Understanding this diagram

from https://pytorch.org/tutorials/intermediate/seq2seq_translation_tutorial.html
how do I interpret this diagram, does this mean that the word ‘five’ was translated because of ‘ans’, the words ‘to’, ‘scared’ were translated because of ‘mourir’, how does one read such diagrams?



If you want to get a helpful answer, you should explain what you’re trying to do, how and why did you plot these diagrams and what you expected to see in them.

From a purely linguistic perspective, it looks like the diagram was shifted “one block” to the right.

Also, what direction are you translating into? Because there are nonsensical sentences in both english and french (“elle est trop petit” has wrong grammatical agreement, “he’s a bit young man” doesn’t make sense…).

It’s surprising as well that you get mostly 1.0 values throughout the diagrams, there doesn’t seem to be a lot of variation in the values, except for the third sentence pair…

Ho it’s the attention maps from the NLP tutorial ! ok.

I am not a specialist of this, @spro correct me if I’m wrong here !

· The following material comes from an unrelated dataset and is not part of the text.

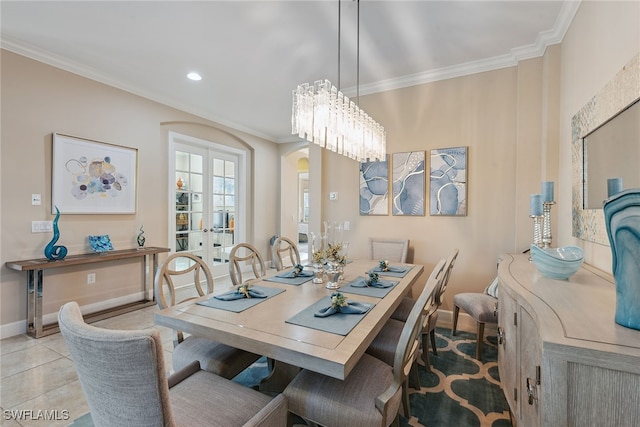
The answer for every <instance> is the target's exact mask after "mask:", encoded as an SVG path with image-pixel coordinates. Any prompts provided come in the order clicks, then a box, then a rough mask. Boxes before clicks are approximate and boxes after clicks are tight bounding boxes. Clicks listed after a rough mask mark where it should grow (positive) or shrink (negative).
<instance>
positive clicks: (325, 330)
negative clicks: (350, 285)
mask: <svg viewBox="0 0 640 427" xmlns="http://www.w3.org/2000/svg"><path fill="white" fill-rule="evenodd" d="M351 302H356V301H351ZM361 304H365V303H361ZM330 305H331V297H324V298H322V299H321V300H319V301H318V302H316V303H315V304H313V305H310V306H309V307H307V308H305V309H304V310H302V311H301V312H299V313H298V314H296V315H294V316H293V317H291V318H289V319H287V321H286V322H287V323H292V324H294V325H300V326H305V327H307V328H312V329H317V330H319V331H325V332H331V333H332V334H338V335H347V334H348V333H349V332H351V330H352V329H353V328H354V327H355V326H356V325H357V324H358V323H359V322H360V321H361V320H362V319H363V318H364V316H366V315H367V313H368V312H369V311H371V308H372V307H374V306H375V304H365V305H368V306H369V310H368V311H367V313H363V314H343V313H336V314H334V315H332V316H329V317H315V316H314V315H313V314H314V313H315V312H317V311H319V310H320V309H322V308H325V307H329V306H330Z"/></svg>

  • I think the model not not trained to see the difference between “petit” and “petite” in french and “petit” is considered correct for both. This would be to reduce the size of the dictionary.
  • There maps show, when using the attention model, which part of the input was used to produce each output. What it shows is that in most cases, only the previous word of the input is enough to produce the next word in the output. But there are some cases where a given word is used to output multiple outputs or a combination of two input words is used for one output word.
  • This is run on a small dataset and the model may be overfitting to the dataset: If every time you have a “cinq” you should output “five”, then there is no reason to look at other part of the sentence.
1 Like

Thanks for the clarifications, I didn’t see it was from the tutorial either :grimacing: